9. Thus, once the issue was examined in the year of initial investment and allotment of share by the Assessing Officer and the transaction was found to be genuine, a part of the very same transaction cannot be questioned and held to be non-genuine in the subsequent assessment year, when there is no change in the factual position. Thus, in our view the Assessing Officer could not have taken an adverse view with regard to call money received in the impugned assessment year. Therefore, in our opinion, the addition made by Assessing Officer in the impugned assessment year is unsustainable

10. Even, otherwise also, the assessee has a strong case on merits as well. On going through the detailed factual analysis made by Learned First Appellate Authority after verifying the documentary evidences, it is observed that the assessee has discharged its primary onus of establishing the identity and creditworthiness of the creditors as well as the genuineness of the transactions. Not only the assessee had furnished the confirmations of the investing companies supported by bank statements but all other relevant documents such as audited Balance Sheets, Income-tax returns etc. were filed. On going through the audited financial statements of the investing companies, Learned First Appellate Authority has given a factual finding that both the investors had sufficient funds available with them to make the investments in the shares of the assessee company. He has further found that the source from which the investing companies received the funds to invest in the assessee company also stood explained. The documentary evidences furnished by the assessee, not only prove the source from which the assessee received the investment but the source from where the investing companies generated the funds to invest in the assessee company.
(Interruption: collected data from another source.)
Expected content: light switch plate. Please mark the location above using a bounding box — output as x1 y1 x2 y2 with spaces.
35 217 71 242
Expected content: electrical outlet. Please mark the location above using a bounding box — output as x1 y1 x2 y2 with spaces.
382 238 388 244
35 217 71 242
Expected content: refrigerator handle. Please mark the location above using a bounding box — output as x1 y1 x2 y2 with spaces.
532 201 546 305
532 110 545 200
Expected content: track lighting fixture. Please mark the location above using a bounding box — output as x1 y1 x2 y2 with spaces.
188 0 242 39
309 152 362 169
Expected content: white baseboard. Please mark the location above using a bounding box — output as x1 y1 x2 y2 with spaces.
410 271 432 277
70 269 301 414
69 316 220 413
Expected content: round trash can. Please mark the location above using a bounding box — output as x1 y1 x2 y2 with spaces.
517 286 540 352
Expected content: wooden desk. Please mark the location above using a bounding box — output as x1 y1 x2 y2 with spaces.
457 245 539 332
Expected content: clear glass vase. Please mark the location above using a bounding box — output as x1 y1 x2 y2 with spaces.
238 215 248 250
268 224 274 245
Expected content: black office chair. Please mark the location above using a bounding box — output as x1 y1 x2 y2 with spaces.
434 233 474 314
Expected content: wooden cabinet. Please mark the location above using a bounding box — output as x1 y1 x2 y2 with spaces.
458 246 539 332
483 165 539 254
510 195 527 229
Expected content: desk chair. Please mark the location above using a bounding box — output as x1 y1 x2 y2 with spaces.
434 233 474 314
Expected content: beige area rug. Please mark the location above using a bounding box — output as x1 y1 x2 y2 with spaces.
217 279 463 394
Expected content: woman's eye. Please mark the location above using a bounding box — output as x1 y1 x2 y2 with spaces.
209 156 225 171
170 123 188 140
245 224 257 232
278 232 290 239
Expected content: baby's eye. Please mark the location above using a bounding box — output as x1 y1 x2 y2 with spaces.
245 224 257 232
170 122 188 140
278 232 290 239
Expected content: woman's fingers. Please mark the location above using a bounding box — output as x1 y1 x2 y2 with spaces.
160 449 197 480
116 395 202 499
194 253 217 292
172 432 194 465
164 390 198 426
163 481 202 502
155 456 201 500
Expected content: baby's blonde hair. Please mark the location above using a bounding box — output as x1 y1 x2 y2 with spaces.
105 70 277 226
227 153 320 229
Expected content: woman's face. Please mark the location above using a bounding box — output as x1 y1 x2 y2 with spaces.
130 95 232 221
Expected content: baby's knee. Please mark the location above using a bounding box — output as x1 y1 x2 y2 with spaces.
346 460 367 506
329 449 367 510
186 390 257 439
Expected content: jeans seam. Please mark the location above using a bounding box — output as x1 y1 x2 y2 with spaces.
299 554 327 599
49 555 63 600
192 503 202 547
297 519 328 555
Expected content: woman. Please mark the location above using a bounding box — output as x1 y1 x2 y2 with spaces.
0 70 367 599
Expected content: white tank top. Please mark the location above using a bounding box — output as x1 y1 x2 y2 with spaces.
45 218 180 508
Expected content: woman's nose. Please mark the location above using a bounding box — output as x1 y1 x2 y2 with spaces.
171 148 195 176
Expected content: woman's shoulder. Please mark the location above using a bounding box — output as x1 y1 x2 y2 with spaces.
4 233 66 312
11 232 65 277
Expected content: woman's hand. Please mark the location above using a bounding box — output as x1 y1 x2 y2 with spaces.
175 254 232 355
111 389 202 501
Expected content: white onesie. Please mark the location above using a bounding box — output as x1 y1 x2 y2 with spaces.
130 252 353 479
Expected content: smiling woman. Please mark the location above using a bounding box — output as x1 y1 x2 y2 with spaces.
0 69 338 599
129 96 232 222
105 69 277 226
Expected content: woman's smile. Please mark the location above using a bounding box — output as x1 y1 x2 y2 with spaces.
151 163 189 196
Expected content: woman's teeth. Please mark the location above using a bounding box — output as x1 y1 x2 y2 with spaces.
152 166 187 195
Learned First Appellate Authority has given a categorical factual finding that the adverse inference drawn by the Assessing Officer that share holders of the assessee company as well as the investing companies are closely related cannot lead to the conclusion that the transactions are non-genuine. He has further observed that adverse inference drawn by the Assessing Officer with reference to Silpi Cables Technologies is unsustainable, as, the assessee has not carried out any transactions with the said company. Thus, from the detailed factual analysis recorded by the First Appellate Authority as well as the facts and evidences available on record, we find, the assessee has, indeed, proved the identity and creditworthiness of the investing company as well as the genuineness of transactions. The Revenue has failed to bring any contrary material on record to challenge the factual finding of Learned First Appellate Authority. Thus, in such scenario, the findings recorded by Learned First Appellate Authority cannot be disturbed. In view of the aforesaid, we are inclined to uphold the decision of Learned First Appellate Authority by dismissing the grounds raised.

11. In the result, appeal of Revenue is dismissed.